The method that can be used to have these conversations is called “Gefühlsmonster Scan”. I developed it years ago based on a tool from Arnold Mindell’s Process Work2, and we teach it successfully in almost all of our seminars. It is available for free in our Gefühlsmonsters Online Toolbox with instructions and is suitable for asking yourself every evening how your day was and what you need now to sleep well or be well prepared for tomorrow.
It’s best to try it out when you have a moment to do so.

The same method works just as well to ask someone else about his/her feelings. In a nutshell, it looks something like this:

The ritual from the point of view of the person supporting you. She/he asks:

– “How have you been today?” “How are you feeling?”
– “Would you like to pick a Gefühlsmonster to tell me about?” Or, “What monster do you like to say something about today?” (1-5 cards may be selected)
– She/he signals that they are listening.
– Nothing more!


Afterwards, they will either ask you:
“What monster could support you there?” “How would you like to feel?”


Or they give you a monster “as present” combined with a good wish and explain why they think this might help you.


That’s it!

******************

You might want to know how I came up with this conclusion for the conversation?

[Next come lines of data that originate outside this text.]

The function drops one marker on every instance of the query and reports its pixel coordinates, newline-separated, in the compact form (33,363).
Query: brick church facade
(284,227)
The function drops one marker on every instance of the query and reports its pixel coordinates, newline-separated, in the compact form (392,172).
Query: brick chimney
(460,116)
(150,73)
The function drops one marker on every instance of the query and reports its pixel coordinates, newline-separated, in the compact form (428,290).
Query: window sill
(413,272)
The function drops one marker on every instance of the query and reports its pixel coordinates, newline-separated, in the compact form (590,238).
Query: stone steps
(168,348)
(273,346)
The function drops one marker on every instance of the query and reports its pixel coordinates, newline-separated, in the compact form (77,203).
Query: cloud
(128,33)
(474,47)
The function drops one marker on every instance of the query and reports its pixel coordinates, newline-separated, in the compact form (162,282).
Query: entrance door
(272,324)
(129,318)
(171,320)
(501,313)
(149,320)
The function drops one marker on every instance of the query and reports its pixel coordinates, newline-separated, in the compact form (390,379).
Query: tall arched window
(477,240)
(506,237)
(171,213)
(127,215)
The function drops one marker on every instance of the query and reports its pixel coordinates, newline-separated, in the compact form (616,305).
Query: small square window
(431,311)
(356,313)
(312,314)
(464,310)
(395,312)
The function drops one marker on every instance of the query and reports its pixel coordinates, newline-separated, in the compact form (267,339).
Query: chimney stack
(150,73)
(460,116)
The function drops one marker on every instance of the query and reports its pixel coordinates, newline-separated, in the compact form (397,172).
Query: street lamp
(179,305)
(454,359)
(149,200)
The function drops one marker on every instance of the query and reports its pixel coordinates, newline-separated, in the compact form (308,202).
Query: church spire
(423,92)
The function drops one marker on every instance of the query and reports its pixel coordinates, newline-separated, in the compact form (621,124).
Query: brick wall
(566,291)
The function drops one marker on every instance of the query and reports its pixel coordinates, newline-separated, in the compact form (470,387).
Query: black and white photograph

It came about like this: I know that we can learn better when we are well. Because then we have our brain with its complete capacity at our disposal.

And I know from my work as a lecturer that even people who hardly know each other can often empathize surprisingly well with others.

So I asked participants to give each other a Gefühlsmonster that they thought represented a strength of their counterpart.

You should have seen how all the participants were beaming when they came back from the exercise!

That’s why, since then, we like to do this exercise in different online workshops and always with the same result. Because: what could be better to all of us than to experience a little happy moment in this exhausting time?!!!

So I introduced this exercise part additionally into my structured feeling conversation, so that even in difficult feeling situations there is a conciliatory or helpful feeling at the end.

It is much easier to experience this method practically than to have it explained.

At the moment you can participate every two weeks in a free one hour online workshop “I’m listening to you” about this and get an idea.

No matter if you yourself would like to do this routine with another person for a while or if you wish someone would ask you about your feelings.

Here you can find our Academy-Website and enroll for the next workshop.

Thank you for sharing this news with people who might be interested!

And if you don’t have the chance to dedicate yourself to the topic of feelings, I would like to give you a word in addition:

Beauty!

The shortest way to feel good is to pay attention to beauty. To the beauty you see, the beauty you experience – and to let this feeling sink deep into your body. For a whole minute. You will see: if you integrate this into your everyday life, you will feel better all by yourself.

Wishing you a nice beginning spring,

Lilli Höch-Corona

Calasetta April 10., 2022

1Emotionnews.org/Does-labeling-your-feelings-helpregulate-them

2The method by Arnold Mindell is called “Catching a Flirt”. The Pocess Work combines psychology with quantum theory. The idea is that something in your environment that attracts your gaze has something to do with you right now. Applied to the Gefühlsmonsters® cards, this means that if you look closely, the Gefühlsmonsters that attract your gaze have something to do with you, even if you don’t realize it right away. This way you can discover facets of your day that you might have missed without the cards.